Archive for September, 2010
Posted on September 2, 2010, under general.
A common software engineering pattern is the need to test elements for set membership.
Practical questions like “is this item in my cache” arise surprisingly often. Bloom Filters are a great mechanism for performing this test, and if you haven’t encountered them before – they’re well worth knowing about. But over the last year, I’ve been experimenting with a different method for these kinds of membership tests on enumerated sets, and thought it was worth sharing.
It’s definitely not the first time the technique has been used, Cian found some papers on its use. But it’s not a common pattern, which is a pity – because it’s incredibly simple, and lends itself very well to modern hardware.
First things first, some huge disclaimers;
- The approach only works on enumerated sets. Each element in the problem space has to be assigned a unique counted number. Hashes won’t do.
- The method is constrained by the size of product of the total number of elements and the maximum size of any set.
So, it’s very simple; Take each element in the problem space, assign it a unique prime number, and then represent sets as the products of those primes. This works because of the fundamental theorem of arithmetic.
Here’s a summary of operations;
Computing a set:
Compute the product of all of the elemental primes in the set.
s = a * b * c
Testing for element membership:
Test the modulus of the set number.
(s % a) == 0
Adding to the set:
Multiply the existing set product by the new element’s prime number.
s *= d
Removing from the set:
Divide the existing set product by the element’s prime number.
s /= a
Now at this point, you’re probably skeptical about the usefulness of the technique, given the constraints. Obviously other operations like unions and intersections between sets are possible, but they require factorisation – and so are not particularly efficient (though you’d be surprised how quickly they do run). But look at the benefits;
- Unlike Bloom filters, there are zero false positives, and zero false negatives. The method is 100% precise.
- Due to their use in cryptography; libraries, CPUs and other hardware have arisen that are highly efficient at computing the products and modulus of very large numbers.
As a case-in-point, let’s use the internet as an example. Suppose you want to model the internet as a system of interconnected autonomous systems and paths. A really common test when using such models is to determine whether or not a particular system is on a particular path.
If we take the internet as 100,000 autonomous systems, and the longest practical path on the internet as containing 20 such systems (longer paths exist, but are oddities – in real terms these numbers are both over-estimates) the largest product we would ever need to compute is smaller than 2410. That’s much smaller than even modern cryptographic primes themselves, and much much smaller than their products. There is a lot more room.
Actually, that was my first real-world use-case for this technique – modeling the internet in a few hundred lines of python, on a laptop – as a prototype. Surprisingly, a Macbook Air could perform well over one million such membership tests per second without skipping a beat – after reordering to assign the most popular AS numbers the lowest prime-numbers. And incidentally, if that kind of problem interests you – Cloudfront are hiring.

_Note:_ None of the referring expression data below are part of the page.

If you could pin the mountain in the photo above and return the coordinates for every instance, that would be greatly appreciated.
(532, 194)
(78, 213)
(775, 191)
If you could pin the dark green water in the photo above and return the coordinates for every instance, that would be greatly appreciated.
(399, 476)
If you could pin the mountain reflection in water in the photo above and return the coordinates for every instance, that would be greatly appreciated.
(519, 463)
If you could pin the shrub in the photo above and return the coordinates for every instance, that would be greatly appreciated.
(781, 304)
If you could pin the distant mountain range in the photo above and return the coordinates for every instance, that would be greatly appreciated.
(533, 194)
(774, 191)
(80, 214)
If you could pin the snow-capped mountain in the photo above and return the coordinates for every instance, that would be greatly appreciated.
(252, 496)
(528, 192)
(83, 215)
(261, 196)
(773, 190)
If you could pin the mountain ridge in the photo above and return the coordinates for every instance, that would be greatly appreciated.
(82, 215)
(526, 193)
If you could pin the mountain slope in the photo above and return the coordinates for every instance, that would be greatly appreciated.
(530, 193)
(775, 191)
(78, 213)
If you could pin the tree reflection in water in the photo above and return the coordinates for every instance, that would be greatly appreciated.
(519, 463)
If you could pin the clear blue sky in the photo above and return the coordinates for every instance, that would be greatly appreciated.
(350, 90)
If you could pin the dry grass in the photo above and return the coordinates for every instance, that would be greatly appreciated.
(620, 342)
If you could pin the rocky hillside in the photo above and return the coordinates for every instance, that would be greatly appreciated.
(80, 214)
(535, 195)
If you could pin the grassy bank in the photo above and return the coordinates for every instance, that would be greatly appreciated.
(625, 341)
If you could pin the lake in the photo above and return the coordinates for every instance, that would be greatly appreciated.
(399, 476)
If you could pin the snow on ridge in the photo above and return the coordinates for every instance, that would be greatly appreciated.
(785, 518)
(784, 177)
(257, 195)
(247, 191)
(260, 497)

Now a question, for the information theorists; How is it that this method can seemingly perfectly encode N bits of information in fewer than N bits? For example it takes 2 bits to represent the number “2″ and 2-bits to represent the number “3″, yet to represent both through their product – “6″ it takes only 3 bits. But this isn’t like addition or some other operation – there really only is one way of factorising 6 to get back to “3″ and “2″. The information is seemingly encoded perfectly.